Uncontrolled heat transfer from production tubing to outer annulus-especially in deepwater riser sections-can cause the deposition of sludge, paraffin, and asphaltene materials; contribute to the formation of gas hydrates; and limit shut-in time for unplanned downtime or remedial operations. Generally, deepwater risers can be insulated externally or insulated by placing nitrogen gas into the riser annulus. In recent years, a new water-based thermalinsulating fluid system has been developed and used in field applications. This new system reduces convection and provides a rheological profile to facilitate fluid placement into the riser annulus. This system has been successfully used in deepwater risers in the Gulf of Mexico (GOM).Laboratory-scale equipment and a full-scale test well were constructed to evaluate the thermal-insulation properties of fluids.
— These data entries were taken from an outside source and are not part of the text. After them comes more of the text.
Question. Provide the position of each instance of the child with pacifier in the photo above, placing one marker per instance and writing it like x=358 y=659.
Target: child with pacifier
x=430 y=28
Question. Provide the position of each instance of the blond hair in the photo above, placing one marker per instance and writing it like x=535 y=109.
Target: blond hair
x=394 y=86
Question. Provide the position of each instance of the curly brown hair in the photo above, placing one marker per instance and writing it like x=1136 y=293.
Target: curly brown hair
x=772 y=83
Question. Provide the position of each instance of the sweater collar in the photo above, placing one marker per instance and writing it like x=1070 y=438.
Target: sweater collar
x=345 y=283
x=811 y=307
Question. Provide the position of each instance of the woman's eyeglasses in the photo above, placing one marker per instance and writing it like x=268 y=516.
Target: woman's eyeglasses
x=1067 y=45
This paper details the testing procedures and methods. Steady-state heat-transfer-and cool-down-test results on the new insulation fluid were determined and compared to conventional fluids. These superinsulating fluids were found to be vastly superior to brine and measurably better than conventional water-based insulating fluids. Surprisingly, when compared to nitrogen (air) or argon, the superinsulating fluids provided enhanced protection during cool down. Field cases in the GOM are summarized to demonstrate the effectiveness of this fluid system.